-- sorry, I meant to write "the Copyright *Royalty Judges*." Here's the Federal Register Announcement:
https://www.loc.gov/crb/fedreg/2017/82fr143.pdf
Please note that the CRB has limited this opportunity to "Parties with a significant interest in the outcome of the 'business establishments' royalty rate proceeding" which I believe precludes the effectiveness of consumer action, but allows for the Foundation to make a bigger impact.
Thank you for your kind consideration.
On Tue, Jan 24, 2017 at 10:06 AM, James Salsman jsalsman@gmail.com wrote:
Hi Jan,
Petitions to Participate in proceedings before the Copyright to determine rates and terms for recording ephemeral copies of sound recordings for transmissions to business establishments are due February 2
Please see 82 FR 143 for details.
Does the Foundation intend to participate?
Best regards, Jim Salsman
P.S. Quoting https://blog.wikimedia.org/2017/01/06/rethinking-digital-property-yale-isp/#...

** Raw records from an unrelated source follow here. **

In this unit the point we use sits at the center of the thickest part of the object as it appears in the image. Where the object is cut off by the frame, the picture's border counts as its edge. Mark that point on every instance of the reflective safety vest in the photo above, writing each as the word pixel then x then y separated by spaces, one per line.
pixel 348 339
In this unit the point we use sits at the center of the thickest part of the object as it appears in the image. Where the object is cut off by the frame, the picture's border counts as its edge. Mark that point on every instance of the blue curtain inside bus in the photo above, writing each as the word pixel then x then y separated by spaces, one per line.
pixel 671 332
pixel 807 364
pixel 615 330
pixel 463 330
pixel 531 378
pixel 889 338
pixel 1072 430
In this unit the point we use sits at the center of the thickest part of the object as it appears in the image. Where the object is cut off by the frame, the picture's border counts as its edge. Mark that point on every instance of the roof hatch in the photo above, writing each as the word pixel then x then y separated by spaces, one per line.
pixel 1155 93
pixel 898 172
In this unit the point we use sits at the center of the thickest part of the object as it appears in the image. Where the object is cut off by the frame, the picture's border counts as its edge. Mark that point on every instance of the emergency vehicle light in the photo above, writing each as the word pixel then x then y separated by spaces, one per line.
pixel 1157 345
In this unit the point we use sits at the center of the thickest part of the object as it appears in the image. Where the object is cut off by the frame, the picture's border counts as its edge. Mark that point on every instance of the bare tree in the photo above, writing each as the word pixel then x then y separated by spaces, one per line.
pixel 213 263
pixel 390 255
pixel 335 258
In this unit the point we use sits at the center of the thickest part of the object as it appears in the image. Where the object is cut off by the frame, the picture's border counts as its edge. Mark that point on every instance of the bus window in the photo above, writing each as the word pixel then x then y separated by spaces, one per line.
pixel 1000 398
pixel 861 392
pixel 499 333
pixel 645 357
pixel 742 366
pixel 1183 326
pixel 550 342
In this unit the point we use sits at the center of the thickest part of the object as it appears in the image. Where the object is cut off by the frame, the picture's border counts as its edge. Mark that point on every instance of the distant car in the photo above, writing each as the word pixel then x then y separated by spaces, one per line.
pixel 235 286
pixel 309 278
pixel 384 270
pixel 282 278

This is a disturbingly simplistic analysis. "Copyright holders" are mentioned only four times, as if they are in opposition to the consumers of their products, and without acknowledging that they are creating the works that the consumers clearly value as evidenced by their desire to make, lend, and sell copies of the works.
The reality of our modern information economy is that large corporate intermediaries like Apple (iTunes), Google (YouTube, Google Books and Music), Pandora, Spotify, and the like are given free rein to make, monetize, and sell as many copies of artists' and authors' works as they wish, while three federal judges on the Copyright Royalty Board very occasionally set "compulsory license" requirements whereby they must pay the copyright holders -- usually publishers instead of authors and artists -- for what would otherwise be considered rampant abuse of the constitutionally motivated copy right to advance the useful arts and sciences. But because these compulsory royalties rarely see the pockets of the original artists and authors, very little incentive to create outside the corporate top-40 and celebrity author hegemony is ever generated.
When will the Wikimedia Foundation take a stand for a more equitable distribution of compulsory license royalties to artists and authors, who include thousands of their own volunteers who work commercially in addition to giving away their time which allows the Foundation's employees to take home their paychecks?
According to Department of Labor, in the 1970s, before the advent of mass consumer copying, the U.S. economy supported three times as many small and emerging artists and performers. There is no reason that the Copyright Royalty Judges can not produce an intelligent, informed, progressive, and humane compulsory license distribution incidence schedule which will return our culture to its former glory. Where will the Wikimedia Foundation be on that question?